Sifan Hassan (30) Sieg am London Marathon grenzt an ein Wunder. Die Niederländerin, die normalerweise Distanzen von maximal 10'000 Metern läuft, nahm am Sonntag zum ersten Mal in ihrem Leben an einem Marathon teil. Einfach so, weil sie Lust hatte. Und obwohl sämtliche Voraussetzungen gegen sie sprachen.
Den Trainingsauftakt für die Bahn-Saison musste die dreifache Olympiamedaillengewinnerin im Januar wegen einer Lebensmittelvergiftung abbrechen. Im vergangenen Monat befolgte die gebürtige Äthiopierin die Regeln des Ramadans. Das heisst: Von Sonnenauf- bis Sonnenuntergang gibts weder zu Essen noch zu trinken. Um dem ganzen die Krone aufzusetzen, verletzte sich Hassan 10 Tage vor London am Oberschenkel.
«Warum habe ich mich bloss angemeldet?»
Das alles schrie förmlich nach Rückzug. Aber Hassan denkt anders. Ihre grösste Sorge vor dem 42-Kilometer-Lauf galt nicht ihrem geschundenen Körper. Sondern dass sie nicht wusste, wie man in vollem Lauftempo einen Becher schnappt und rennend trinkt. Denn während des Ramadans konnte sie das nicht üben.
Am Morgen vor dem London Marathon war die Weltmeisterin über 1500 und 10'000 Meter derart nervös, dass sie in ihrer typisch chaotischen Art vergass, den verletzten Oberschenkel zu tapen. «Ich hatte richtig Schiss vor dem Start, musste weinen und mich übergeben. Immer wieder fragte ich mich – warum zur Hölle hast du dich für einen Marathon angemeldet?!»
Sprint nach 42 Kilometern
Der Lauf selbst wird für Hassan tatsächlich zur Tortur. Noch vor Kilometer 20 hält sie zweimal an, um den schmerzenden Oberschenkel zu stretchen. Sie muss die Spitzengruppe ziehen lassen. Jede andere Athletin hätte an dieser Stelle Vernunft walten lassen und aufgegeben.

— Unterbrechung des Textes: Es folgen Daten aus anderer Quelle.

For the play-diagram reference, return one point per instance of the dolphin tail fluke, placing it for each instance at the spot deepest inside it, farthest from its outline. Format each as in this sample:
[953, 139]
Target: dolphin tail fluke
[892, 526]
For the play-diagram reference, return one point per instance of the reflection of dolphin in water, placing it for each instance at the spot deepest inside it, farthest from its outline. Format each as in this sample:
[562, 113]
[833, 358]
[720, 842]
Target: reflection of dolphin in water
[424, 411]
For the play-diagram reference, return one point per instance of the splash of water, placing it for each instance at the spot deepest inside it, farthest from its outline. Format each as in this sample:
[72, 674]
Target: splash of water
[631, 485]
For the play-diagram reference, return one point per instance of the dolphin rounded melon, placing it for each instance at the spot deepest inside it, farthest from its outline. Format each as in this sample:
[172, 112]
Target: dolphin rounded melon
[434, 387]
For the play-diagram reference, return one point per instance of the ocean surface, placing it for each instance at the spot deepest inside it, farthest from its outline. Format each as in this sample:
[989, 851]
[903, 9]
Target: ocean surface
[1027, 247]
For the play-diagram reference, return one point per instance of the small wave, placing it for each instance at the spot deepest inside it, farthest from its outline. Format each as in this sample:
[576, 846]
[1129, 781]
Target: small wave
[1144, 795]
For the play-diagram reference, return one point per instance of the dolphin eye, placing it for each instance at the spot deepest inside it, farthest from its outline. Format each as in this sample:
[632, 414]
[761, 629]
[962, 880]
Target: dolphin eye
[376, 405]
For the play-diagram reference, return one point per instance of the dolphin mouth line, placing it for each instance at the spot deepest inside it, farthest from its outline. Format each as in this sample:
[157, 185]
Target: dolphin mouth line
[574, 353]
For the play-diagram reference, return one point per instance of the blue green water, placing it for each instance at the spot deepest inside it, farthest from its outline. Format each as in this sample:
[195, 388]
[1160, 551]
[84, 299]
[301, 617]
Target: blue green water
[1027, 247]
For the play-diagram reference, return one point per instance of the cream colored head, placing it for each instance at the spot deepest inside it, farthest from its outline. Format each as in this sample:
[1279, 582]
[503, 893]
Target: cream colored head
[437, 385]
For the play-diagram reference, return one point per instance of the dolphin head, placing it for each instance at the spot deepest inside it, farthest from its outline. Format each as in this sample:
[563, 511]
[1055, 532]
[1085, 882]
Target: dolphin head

Aber Sifan Hassan ist eben nicht jede andere Athletin. Die Niederländerin zieht das Tempo an, holt die Spitze wieder ein. Die letzte Trinkstation verpasst sie fast, weil sie beinahe von einem Begleitmotorrad angefahren wird. Auf den letzten 200 Meter dann das Meisterstück. Als wäre sie nicht eben 42 Kilometer gerannt, zieht sie im Sprint davon und überquert nach 2:18:37 Stunden als Erste die Ziellinie des London Marathons. Sifan Hassan hat das Wort unmöglich neu definiert.